Who is SIM and Why Should I Care?

Day two in Dunedin included meeting my co-advisors, Caroline and Andrew, and the rest of our research team (they will be FANTASTIC to work with!; Caroline brought the most delicious chocolate glazed almond tart to share, too), window shopping for a bike ($1200 for a reasonable bike? Eh, I think I'd rather have Jon ship mine to me, thankyouverymuch), and shopping for a new phone (Sprint wants to charge me $2.30 per minute for a phone call and $0.50 per text sent on top of monthly charges).

For me (and other technologically challenged Americans), shopping for electronic devices is about as fun as going on a five hour car ride, hungover, with kids in the back seat saying, "Are we there yet? Are we there yet? Are we there yet?"  I just want to point to something that I want, purchase it, and have it work; no questions asked.  I'm finding it's just not that easy.

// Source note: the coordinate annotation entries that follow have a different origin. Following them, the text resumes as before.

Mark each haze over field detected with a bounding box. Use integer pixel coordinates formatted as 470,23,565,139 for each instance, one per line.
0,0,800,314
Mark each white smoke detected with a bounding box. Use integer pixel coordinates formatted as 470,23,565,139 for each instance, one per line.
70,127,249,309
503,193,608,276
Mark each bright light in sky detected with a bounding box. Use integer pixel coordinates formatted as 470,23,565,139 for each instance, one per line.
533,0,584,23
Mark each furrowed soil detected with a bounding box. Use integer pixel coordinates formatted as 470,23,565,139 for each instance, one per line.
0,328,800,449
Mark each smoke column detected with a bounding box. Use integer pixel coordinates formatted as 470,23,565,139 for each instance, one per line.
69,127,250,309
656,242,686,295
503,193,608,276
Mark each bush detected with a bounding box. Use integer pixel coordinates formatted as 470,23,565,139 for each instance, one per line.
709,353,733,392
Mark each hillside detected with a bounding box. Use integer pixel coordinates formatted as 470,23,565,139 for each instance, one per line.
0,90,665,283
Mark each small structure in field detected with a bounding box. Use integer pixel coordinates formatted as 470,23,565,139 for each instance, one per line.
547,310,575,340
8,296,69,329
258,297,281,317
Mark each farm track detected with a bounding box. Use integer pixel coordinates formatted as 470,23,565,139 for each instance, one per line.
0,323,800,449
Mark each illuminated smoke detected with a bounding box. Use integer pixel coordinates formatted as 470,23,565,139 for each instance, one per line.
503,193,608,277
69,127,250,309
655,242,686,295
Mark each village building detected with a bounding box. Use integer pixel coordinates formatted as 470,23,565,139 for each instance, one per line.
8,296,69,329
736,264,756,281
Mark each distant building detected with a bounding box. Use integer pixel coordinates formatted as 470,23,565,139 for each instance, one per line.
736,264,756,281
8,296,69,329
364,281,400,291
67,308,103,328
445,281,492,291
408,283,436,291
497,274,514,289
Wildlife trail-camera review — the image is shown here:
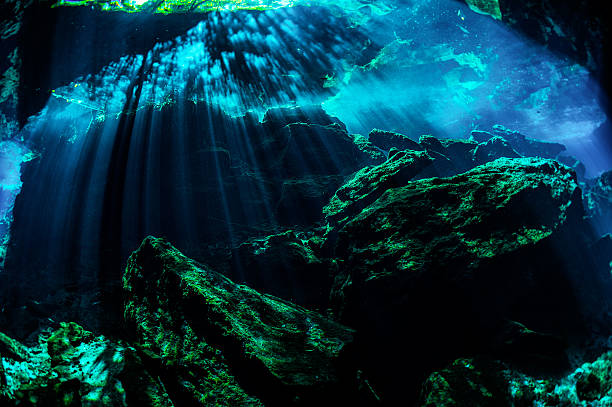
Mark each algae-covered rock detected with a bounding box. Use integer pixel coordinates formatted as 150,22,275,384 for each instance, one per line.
352,134,387,165
124,237,352,405
368,129,424,151
419,352,612,407
584,171,612,234
323,150,432,223
0,322,173,407
474,136,520,165
231,230,335,309
419,359,509,407
328,158,582,281
471,125,565,158
332,158,595,397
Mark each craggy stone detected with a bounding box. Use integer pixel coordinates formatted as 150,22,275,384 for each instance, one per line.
471,125,565,158
352,134,387,165
230,230,335,309
474,136,520,165
584,171,612,235
419,352,612,407
332,158,596,397
124,237,352,405
419,359,510,407
323,150,432,223
0,322,173,407
368,129,424,151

In my Welcome Packet from the International Student Office, I received a credit card-sized piece of plastic with two funky rectangle-ish shapes punched into it.  Apparently, I was supposed to act excited and appreciative when I received it, not dumbfounded.

Turns out, each funky rectangle-ish thing is a SIM card.  According to www.wisegeek.com it is a Subscriber Identity Module that functions as a memory chip for cell phones.  You know how you can take your favorite CD of, say, Kenny G's greatest hits (if you're into him, I'm not) and it will play the same songs in any CD player?  Well, take your SIM card and pop it into different cell phones and it works with your saved phone number, saved contact list, etc.  Cool, huh?

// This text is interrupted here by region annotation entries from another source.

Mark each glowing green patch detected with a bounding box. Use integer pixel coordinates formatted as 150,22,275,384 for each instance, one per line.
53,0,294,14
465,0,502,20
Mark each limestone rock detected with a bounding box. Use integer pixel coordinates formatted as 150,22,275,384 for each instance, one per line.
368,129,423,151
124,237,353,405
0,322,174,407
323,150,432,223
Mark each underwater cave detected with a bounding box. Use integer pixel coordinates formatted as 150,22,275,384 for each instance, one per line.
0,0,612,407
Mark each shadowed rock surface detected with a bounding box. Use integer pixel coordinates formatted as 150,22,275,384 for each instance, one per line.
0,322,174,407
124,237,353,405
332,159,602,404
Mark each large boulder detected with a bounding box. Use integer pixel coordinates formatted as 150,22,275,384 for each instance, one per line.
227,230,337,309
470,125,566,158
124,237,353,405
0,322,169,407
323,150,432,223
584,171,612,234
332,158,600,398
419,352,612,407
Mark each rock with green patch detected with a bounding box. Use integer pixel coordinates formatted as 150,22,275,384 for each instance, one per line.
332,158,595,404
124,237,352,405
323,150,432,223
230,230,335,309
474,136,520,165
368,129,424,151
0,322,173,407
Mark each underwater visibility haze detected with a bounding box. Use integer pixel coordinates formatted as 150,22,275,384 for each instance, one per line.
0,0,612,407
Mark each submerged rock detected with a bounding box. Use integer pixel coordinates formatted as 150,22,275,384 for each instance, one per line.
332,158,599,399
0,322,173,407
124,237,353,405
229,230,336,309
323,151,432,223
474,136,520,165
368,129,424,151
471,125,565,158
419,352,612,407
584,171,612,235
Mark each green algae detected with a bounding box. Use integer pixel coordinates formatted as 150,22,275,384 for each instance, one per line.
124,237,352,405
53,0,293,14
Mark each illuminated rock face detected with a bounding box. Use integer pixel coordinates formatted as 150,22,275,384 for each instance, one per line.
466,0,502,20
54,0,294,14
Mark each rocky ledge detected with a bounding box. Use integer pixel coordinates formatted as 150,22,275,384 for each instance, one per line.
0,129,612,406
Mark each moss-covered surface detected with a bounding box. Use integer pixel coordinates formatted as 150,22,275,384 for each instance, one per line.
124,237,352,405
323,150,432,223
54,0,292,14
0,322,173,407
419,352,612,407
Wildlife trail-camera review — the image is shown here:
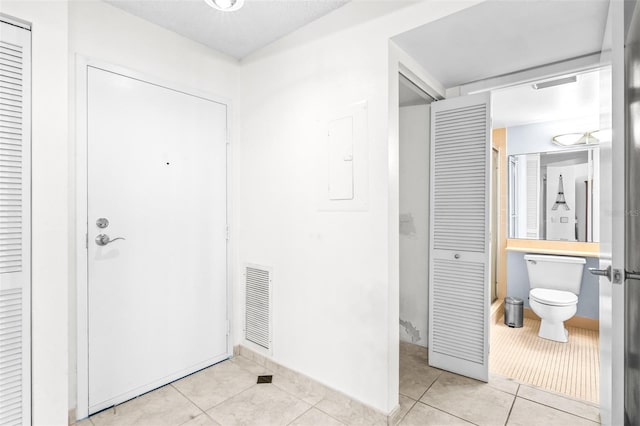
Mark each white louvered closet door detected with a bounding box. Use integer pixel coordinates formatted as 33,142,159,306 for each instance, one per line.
429,93,491,382
0,21,31,425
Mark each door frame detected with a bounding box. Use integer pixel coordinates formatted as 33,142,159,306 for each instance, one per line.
386,40,445,412
75,55,234,420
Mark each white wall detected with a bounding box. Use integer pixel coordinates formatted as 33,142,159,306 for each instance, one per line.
0,0,69,425
400,105,430,347
69,0,239,420
239,2,476,412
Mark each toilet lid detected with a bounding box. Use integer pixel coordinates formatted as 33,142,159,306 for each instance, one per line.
529,288,578,306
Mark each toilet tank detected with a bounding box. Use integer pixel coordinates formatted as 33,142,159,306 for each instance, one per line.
524,254,587,294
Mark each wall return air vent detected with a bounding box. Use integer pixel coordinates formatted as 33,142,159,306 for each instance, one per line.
244,265,272,353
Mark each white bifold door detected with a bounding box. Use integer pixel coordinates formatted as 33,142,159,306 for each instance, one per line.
429,93,491,381
87,67,228,413
0,21,31,425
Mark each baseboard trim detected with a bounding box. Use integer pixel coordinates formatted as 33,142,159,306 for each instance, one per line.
523,308,600,331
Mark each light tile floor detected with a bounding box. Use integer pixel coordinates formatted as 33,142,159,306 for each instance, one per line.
78,343,599,426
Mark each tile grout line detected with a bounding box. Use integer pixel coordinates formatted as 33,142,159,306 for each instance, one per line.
287,405,313,426
418,401,478,426
387,394,424,426
517,396,599,423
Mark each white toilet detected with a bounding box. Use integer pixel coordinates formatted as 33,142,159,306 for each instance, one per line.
524,254,586,342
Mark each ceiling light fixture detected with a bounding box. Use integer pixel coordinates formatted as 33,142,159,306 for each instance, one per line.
531,75,578,90
204,0,244,12
551,130,600,146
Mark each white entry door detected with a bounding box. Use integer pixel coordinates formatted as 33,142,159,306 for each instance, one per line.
429,93,491,382
87,67,228,413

So, tonight I'm going to see if the SIM card works in my cell phone that I brought from Sprint in the States to see if it will work (more than likely not - US cell phone companies are mean like that and sell phones that are "locked") then tomorrow I'm going to go back to Vodafone to purchase a phone (they range from $60-600) and pop the SIM card in it.

My roommate says SIM cards at the store cost about an additional $30 and now that I'm starting to understand the whole acquiring-a-cell-phone-and-getting-it-to-work-process, I'm starting to feel like the excited, appreciative person that I should have been when they gave the SIM card to me.

I feel like this is probably a rather boring post to most people.  For those who plan to travel internationally for some time, this will have been helpful information.  For everyone else, I better leave you with something more...interesting.

Here it goes...

Last night, my wonderful (read: doesn't weird me out like some other people I've bumped into around here) roommate, Kate, and I went to check out a nearby grocery store.  This was no ordinary trip.  No, sir.  To get there, we had to walk through a botanic garden with a huge rose garden in bloom - oodles and oodles of yellow, pink, red roses eeeeverywhere.  How. Cool. Is that?!